Transhumances, pèlerinages, randonnées, promenades urbaines : le prisme de la marche pour comprendre l'histoire des sociétés.

« L’espèce humaine commence par les pieds » se plaisait à écrire André Leroi-Gourhan   , soulignant ainsi à quel point la bipédie est consubstantielle à l’humanité, dans la mesure où elle élargit en profondeur son horizon anthropologique et géographique en libérant la main et le visage. À l’origine était donc la marche : c’est de ce postulat que part Antoine de Baecque dans une stimulante synthèse. Historien du cinéma et moderniste, l’auteur est avant tout un féru de marche, un passionné des randonnées alpines   , au point de se définir, en contrepoint de son identité sédentaire de chercheur qui le cantonne aux salles dites « obscures », comme un « historien en marche »   . Avec ferveur, mais surtout beaucoup d’érudition, l’historien-marcheur donne corps à la multiplicité des types de marche et à la polysémie de la déambulation. Au-delà de ses implications anatomiques, la marche irrigue notre quotidien à l’image des isomorphismes qui nous font dire qu’une machine « marche » ou ne marche pas quand elle fonctionne ou dysfonctionne. Pour comprendre la marche, nous dit Antoine de Baecque, il faut en faire une histoire totale, il convient d’épuiser toutes les ramifications des chemins de traverse. La marche, ancrage quotidien de notre spatialité autant qu’intermédiaire phénoménologique entre le vivant et l’espace, a besoin d’une histoire qui rende compte de ses usages successifs dans des aires culturelles fort différentes : c’est à cette condition que pourra être restituée l’épaisseur du phénomène pédestre.

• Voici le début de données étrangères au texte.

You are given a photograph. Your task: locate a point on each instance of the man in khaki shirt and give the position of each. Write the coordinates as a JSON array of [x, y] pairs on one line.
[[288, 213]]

Des peuples marcheurs aux randonneurs d’aujourd’hui

 


D’Abraham et son peuple aux randonneurs actuels, la marche emprunte des sentiers hétéroclites. Il y a tout d’abord les peuples dont l’univers matériel et intellectuel est résolument orienté vers le fait pédestre. Ainsi des Lapons, dont Linné conserva un souvenir mémorable et dont les pratiques pédestres sont étroitement conditionnées par des facteurs sociaux et environnementaux – la disparition des rennes sauvages au XVIIe siècle précipita la mise en place d’un élevage domestique. Ainsi des Sioux, célèbres pour leurs migrations automnales et printanières, et, par leur culture physique de la marche, connus pour avoir imprégné notre imaginaire pédestre à tel point que le balisage rouge et blanc des sentiers de grande randonnée depuis 1947 se réfère au nomadisme indien ! Antoine de Baecque, qui souligne l’extrême codification des migrations des troupeaux chez les Sioux, relève par ailleurs l’importance fondamentale des transhumances ovines, où les déplacements vers les alpages apparaissent comme autant d’usages concourant à forger une mythologie pédestre, à la fois itinéraire spirituel et rituel cyclique. L’économie de la montagne alpine a son destin profondément lié à celui de la marche, car, loin d’être « repliée sur ses terroirs et estives »   , elle participe de l’espace commercial européen. Il suffit de penser à la route menant du pays de Moûtiers, dans la vallée de la Tarentaise, à la Maurienne puis au Piémont pour comprendre l’importance séculaire du commerce pédestre dans l’échange du sel, du fromage, des tissus, des épices et de l’argent, en n’oubliant pas que le colportage et la contrebande ont activement contribué à l’identité alpine. Les sacs à dos en hauteur à armature, qui ont inspiré nos sacs de randonnée actuels, ne sont-ils pas justement issus de la contrebande ?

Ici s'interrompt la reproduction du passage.